Whatever the truth, road rage incidents in the country are apparently growing at such a rate that one state — New South Wales — has decided to take a somewhat novel approach to tackling the problem.
The National Roads and Motorists’ Association (NRMA), similar to the AAA, is asking drivers in the state, which includes the city of Sydney, to suggest upbeat “courtesy messages” that it will put up on giant electronic roadside boards in the hope that it might encourage motorists to drive with more care and attention.
Drivers can suggest messages through social media sites like Twitter or at forthcoming public meetings, an ABC report said this week.
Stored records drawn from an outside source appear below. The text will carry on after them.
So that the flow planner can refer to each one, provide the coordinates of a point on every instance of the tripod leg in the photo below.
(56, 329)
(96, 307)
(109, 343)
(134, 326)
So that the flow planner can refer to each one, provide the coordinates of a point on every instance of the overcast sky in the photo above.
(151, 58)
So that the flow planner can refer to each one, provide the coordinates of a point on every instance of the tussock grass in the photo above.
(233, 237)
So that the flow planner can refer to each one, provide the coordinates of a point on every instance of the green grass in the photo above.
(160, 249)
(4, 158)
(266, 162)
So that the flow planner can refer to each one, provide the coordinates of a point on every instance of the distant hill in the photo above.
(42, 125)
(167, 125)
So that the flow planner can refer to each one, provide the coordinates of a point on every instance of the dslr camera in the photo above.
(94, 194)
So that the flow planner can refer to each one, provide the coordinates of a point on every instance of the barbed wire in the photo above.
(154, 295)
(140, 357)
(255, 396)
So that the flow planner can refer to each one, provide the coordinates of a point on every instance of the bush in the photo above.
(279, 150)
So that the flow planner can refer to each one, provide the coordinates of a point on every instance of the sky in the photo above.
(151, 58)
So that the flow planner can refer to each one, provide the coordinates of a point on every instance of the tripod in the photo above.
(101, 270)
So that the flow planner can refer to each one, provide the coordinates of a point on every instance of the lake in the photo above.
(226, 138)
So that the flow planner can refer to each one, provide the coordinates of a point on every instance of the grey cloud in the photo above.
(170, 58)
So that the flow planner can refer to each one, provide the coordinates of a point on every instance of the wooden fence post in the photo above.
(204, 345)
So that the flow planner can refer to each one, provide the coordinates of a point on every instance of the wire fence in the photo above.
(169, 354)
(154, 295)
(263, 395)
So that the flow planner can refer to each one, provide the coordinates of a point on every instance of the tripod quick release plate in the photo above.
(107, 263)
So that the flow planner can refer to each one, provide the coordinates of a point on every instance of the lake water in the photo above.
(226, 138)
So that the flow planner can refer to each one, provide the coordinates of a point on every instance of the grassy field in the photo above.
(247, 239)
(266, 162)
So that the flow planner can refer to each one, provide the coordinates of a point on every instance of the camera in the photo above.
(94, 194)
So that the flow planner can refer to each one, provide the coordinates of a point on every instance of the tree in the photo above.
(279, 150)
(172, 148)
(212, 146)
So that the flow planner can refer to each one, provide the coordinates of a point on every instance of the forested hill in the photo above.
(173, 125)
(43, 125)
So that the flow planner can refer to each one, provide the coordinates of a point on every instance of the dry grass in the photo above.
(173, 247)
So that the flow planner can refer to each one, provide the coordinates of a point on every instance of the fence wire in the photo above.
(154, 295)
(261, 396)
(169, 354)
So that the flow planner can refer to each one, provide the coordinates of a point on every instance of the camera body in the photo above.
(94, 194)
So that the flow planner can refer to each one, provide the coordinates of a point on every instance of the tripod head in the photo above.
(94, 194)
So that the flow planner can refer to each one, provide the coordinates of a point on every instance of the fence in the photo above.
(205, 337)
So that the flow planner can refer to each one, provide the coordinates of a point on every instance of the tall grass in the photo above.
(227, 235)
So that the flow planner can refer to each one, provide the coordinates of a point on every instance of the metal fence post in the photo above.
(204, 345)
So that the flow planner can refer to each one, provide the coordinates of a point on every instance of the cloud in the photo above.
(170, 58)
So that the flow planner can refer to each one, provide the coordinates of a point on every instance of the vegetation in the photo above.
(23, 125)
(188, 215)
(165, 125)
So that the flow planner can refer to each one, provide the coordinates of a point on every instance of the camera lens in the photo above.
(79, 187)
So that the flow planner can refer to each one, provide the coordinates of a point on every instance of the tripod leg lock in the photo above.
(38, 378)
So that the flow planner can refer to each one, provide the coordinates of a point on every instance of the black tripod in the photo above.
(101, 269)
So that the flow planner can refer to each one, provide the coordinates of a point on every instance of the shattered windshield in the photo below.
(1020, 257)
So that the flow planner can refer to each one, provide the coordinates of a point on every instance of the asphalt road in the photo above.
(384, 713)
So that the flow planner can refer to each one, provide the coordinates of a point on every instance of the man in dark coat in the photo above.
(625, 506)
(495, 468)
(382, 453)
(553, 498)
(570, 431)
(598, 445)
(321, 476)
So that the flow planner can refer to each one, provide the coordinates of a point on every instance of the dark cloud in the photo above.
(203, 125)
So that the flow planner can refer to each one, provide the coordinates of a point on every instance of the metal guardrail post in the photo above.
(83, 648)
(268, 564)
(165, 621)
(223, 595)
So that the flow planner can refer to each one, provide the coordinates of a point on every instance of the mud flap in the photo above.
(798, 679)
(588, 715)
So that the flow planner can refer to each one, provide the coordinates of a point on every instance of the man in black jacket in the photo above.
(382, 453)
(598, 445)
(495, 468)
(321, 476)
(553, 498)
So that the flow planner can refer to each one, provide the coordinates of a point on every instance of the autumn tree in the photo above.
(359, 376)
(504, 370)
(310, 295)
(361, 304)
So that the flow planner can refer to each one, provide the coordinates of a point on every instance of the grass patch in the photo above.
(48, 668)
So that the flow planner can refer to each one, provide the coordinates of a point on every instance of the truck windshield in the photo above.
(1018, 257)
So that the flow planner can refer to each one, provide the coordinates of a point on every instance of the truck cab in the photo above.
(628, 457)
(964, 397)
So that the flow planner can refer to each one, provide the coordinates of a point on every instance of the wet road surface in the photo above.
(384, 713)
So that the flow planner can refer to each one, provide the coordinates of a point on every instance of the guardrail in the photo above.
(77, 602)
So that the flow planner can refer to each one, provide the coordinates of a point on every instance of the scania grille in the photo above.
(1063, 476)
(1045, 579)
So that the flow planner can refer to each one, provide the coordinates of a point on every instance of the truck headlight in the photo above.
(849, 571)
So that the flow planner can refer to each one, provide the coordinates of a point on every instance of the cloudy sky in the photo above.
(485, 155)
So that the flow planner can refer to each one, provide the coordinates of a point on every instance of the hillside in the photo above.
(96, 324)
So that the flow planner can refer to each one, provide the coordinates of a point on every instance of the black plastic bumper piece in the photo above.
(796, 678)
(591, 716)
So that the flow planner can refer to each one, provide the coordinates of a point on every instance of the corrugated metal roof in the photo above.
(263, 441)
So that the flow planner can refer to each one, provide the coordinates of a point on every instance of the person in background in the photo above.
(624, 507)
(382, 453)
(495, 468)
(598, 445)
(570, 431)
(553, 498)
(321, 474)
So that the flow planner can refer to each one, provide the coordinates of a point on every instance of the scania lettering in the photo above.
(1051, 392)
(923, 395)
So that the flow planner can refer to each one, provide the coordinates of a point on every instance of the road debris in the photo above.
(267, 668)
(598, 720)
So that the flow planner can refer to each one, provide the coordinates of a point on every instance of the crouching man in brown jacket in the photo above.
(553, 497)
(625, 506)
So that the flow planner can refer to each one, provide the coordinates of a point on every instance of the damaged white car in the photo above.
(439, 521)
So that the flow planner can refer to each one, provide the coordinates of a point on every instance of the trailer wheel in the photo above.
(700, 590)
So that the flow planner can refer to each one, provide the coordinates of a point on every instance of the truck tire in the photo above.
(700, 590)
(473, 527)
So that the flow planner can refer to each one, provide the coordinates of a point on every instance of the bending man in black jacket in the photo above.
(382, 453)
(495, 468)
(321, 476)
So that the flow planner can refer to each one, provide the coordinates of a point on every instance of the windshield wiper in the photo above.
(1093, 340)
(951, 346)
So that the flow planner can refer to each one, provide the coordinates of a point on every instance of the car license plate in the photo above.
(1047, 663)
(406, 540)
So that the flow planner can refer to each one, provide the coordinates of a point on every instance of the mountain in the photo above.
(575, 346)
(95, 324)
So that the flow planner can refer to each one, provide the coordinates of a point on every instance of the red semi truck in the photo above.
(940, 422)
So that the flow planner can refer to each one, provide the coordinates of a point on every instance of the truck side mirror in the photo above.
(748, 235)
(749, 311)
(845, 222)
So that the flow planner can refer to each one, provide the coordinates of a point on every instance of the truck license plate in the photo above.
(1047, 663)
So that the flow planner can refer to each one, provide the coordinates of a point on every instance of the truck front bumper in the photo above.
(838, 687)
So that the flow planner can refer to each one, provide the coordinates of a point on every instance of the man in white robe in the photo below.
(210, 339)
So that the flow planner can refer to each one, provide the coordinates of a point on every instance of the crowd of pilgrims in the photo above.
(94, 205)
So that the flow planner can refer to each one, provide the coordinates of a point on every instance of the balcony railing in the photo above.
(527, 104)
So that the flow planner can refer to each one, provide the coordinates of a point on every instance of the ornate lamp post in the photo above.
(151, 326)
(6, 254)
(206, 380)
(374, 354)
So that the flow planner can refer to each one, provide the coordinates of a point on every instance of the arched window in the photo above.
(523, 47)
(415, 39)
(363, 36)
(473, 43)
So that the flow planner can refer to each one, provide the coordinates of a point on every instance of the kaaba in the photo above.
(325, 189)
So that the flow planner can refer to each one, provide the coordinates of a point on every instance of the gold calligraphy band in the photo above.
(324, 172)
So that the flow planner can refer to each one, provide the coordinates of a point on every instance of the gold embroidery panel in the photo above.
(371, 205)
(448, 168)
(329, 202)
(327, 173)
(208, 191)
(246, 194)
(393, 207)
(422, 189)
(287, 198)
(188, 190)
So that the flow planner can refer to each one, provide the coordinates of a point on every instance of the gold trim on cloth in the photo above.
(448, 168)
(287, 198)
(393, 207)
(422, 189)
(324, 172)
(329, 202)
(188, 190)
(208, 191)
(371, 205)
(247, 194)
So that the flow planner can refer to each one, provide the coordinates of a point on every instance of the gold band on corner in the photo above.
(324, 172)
The courtesy campaign, launched this week, comes following recent news of an NRMA survey which found that 40 percent of motorists in New South Wales have been the victim of verbal abuse by other drivers, while 21 percent have been threatened or even physically attacked. Looking at these road rage statistics, perhaps the sooner the highways are ruled by self-driving cars, the better.
“We have carried out surveys for many years now right across Australia….and motorists are telling us that it’s becoming a growing concern,” said NRMA president Wendy Machin.
She added, “We want to put positive messages on these signs that are encouraging people to drive a bit more courteously.
“We’re asking the driving public to be part of that, to tell us what they think might make us a little bit happier and a little bit nicer on the roads, and we’ll put some of those ideas up on these big signs.”
As part of its campaign, the NRMA has released a driving etiquette guide (pdf) that gives helpful advice on how you can avoid a situation which could ultimately end with a visit to the nearest hospital. It suggests drivers “give a friendly wave when someone lets you in” and also to “refrain from obscene gestures and verbal abuse.” Ah yes, the ol’ flipping of the bird, so often the precursor to a spot of wanton roadside violence.
If the messages on the giant electronic boards prove to have a calming effect on the short-tempered drivers of New South Wales, we might well see the idea rolled out around the world.